For each time the pen_up or pen_down event fires, the SetEventEnableMask() method must be called. Therefore, at the end of each event, you'll need to call the SetEventEnableMask() method to trigger the next pen event. This method is used to offer further control to the developer. A pen event will only fire once and will not fire again until the SetEventEnableMask() method is called. Otherwise, it could fire repeatedly should the user keep the pen pressed to the tablet.


Instead of using the pen events, you may choose to poll. This methodology entails the use of a timer of some sort that checks at a certain rate for pen activity (calling KeyPadQueryHotSpot(), etc.) Typically, the rate is somewhere between 100-300 ms. This methodology does not require the use of the pen event handlers, nor a call to SetEventEnableMask().


Java:

In java you can spin a new thread, and set the sleep rate as desired. Something like:

public void run()
{
      try
            {
               while (true)
                  {
                  Thread.sleep(200);
                  //code here
                  }
            }
      catch (InterruptedException e)
            {
            }
      }

No current implementation of the pen events currently exists in java...use the thread/sleep methodology shown above.

9. What is the difference between tablet logical coordinates and LCD coordinates? Which should I use when passing the 'Coords' argument in a method call requiring this argument?      

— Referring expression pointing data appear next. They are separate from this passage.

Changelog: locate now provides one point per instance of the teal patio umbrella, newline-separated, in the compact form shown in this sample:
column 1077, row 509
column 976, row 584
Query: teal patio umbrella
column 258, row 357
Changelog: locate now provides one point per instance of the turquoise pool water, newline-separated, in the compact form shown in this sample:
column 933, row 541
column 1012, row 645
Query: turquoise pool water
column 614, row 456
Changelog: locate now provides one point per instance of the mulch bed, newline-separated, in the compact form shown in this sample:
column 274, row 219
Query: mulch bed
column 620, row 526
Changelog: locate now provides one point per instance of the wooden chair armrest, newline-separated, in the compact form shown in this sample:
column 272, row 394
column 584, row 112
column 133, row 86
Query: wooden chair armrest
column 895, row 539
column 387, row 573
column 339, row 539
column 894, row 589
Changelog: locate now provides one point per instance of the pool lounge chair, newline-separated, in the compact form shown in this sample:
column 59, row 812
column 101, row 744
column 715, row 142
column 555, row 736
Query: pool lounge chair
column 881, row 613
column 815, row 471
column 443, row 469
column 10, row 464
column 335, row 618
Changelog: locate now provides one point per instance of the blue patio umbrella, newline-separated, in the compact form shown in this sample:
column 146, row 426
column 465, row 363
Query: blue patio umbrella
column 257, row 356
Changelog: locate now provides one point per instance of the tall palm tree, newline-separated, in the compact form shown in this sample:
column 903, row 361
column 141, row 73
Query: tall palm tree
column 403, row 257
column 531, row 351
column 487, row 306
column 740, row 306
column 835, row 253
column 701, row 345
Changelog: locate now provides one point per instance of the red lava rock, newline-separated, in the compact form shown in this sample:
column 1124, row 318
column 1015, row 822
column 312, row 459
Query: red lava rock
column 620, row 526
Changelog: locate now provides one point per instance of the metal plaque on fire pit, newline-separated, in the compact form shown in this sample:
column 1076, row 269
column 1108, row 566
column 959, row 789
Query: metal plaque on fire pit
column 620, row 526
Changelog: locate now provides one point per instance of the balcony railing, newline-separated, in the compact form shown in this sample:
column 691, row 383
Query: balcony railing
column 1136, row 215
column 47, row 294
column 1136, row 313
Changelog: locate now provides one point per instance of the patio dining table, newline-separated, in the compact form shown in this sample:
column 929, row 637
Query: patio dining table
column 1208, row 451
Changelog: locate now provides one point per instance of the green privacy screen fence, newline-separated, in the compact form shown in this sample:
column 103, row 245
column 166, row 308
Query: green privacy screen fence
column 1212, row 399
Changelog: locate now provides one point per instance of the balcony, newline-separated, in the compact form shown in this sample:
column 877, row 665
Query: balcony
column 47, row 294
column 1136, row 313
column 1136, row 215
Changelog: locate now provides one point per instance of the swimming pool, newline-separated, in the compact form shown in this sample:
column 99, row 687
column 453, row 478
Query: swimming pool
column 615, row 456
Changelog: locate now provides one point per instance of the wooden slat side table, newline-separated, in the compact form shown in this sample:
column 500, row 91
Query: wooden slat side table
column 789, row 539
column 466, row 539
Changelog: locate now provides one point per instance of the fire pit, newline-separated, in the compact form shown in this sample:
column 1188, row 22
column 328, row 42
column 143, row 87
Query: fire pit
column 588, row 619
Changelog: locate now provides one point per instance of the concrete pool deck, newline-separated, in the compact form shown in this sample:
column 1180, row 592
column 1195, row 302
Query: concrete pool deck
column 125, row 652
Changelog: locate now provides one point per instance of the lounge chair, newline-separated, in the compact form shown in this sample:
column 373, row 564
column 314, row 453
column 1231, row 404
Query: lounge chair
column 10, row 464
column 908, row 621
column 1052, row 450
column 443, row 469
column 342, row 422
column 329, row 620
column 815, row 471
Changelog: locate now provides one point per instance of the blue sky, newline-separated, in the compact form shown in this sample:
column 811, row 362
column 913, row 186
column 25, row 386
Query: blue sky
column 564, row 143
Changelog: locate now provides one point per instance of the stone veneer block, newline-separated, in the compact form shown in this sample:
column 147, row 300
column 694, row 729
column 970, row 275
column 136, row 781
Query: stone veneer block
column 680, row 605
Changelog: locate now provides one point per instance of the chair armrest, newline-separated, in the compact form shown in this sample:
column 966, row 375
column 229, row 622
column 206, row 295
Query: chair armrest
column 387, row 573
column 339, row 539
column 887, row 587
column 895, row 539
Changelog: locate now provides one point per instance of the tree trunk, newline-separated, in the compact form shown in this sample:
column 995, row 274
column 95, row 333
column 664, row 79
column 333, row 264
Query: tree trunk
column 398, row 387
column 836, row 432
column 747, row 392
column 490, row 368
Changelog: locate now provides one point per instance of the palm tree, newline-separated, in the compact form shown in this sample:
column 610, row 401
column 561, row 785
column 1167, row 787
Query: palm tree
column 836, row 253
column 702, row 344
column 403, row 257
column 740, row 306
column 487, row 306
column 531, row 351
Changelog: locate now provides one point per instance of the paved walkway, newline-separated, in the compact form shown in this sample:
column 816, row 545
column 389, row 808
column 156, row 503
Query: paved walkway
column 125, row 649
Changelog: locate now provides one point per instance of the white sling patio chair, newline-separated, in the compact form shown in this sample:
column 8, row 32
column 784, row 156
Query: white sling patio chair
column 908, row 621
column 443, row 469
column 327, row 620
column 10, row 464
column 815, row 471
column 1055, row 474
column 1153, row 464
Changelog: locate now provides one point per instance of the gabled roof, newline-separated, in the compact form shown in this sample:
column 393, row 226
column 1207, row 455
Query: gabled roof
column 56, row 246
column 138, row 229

Tablet Logical coordinates are the original coordinate system designed for Topaz tablets. They are based on a 0, 0 position which exists up and left from where the active area of the tablet begins. So, the point at which the active area of a particular tablet (where the tablet will start capture pen data) never begins at 0, 0 in tablet logical coordinates, and can vary to different degrees. For example, the active coordinate origin for a SignatureGemLCD1X5 is 400, 350. For the SignatureGemLCD4X3, it is 500, 400. Other tablets will vary.

LCD coordinates were added to SigPlus for ease of use in terms of calls to methods where an x and y position are required, for instance KeyPadAddHotspot(). The LCD coordinate system makes the upper-left corner of the lcd itself the 0, 0 position, and the bottom-right corner of the lcd itself the extent of the lcd, which is:

for SignatureGem LCD 1X5 (TL462) and SigLite LCD 1x5 (TL460): 240, 64
for SignatureGem LCD 4x3 (TL755) and SigLite LCD 4x3: 240, 128
for SignatureGem LCD 4X5 (TL766): 320, 240

In terms of tablet logical coordinates, the top-left corner of the lcd is a counterintuitive value, far from 0, 0 since 0, 0 in tablet coordinates is a position not only far beyond the upper-left corner of the lcd, it is beyond the active area. This is the reason Topaz highly recommends using LCD coordinates over tablet logical coordinates.

10. How do I clear the background memory of the LCD tablet?    

The easiest way is to call the LCDWriteFile() method, passing an initial argument of 1 (to indicate write to the background memory), then followed by a 0 (indicating complete refresh). This will erase the background memory of the LCD. For example:

Clear background memory of LCD 1x5 (TL460/TL462):
SigPlus1.LCDWriteFile(1, 0, 0, 0, 240, 64, 0, "")

Clear background memory of LCD 4x3 (TLBK750/TLBK755):
SigPlus1.LCDWriteFile(1, 0, 0, 0, 240, 128, 0, "")

Clear background memory of LCD 4x5 (TLBK766):
SigPlus1.LCDWriteFile(1, 0, 0, 0, 320, 240, 0, "")

Clear background memory of SigLite Color 4.3 (TLBK43LC):
SigPlus1.LCDWriteFile(1, 0, 0, 0, 480, 272, 0, "")

Clear background memory of SigGem Color 5.7 (TLBK57GC):
SigPlus1.LCDWriteFile(1, 0, 0, 0, 640, 480, 0, "")

To clear only a portion of the LCD's background memory, use arguments 3, 4, 5, and 6 (XPos, YPos, XSize and YSize, respectively). For example,

SigPlus1.LCDWriteFile(1, 0, 160, 120, 160, 120, 0, "")

clears only the bottom-right 1/4 of the LCD's background memory.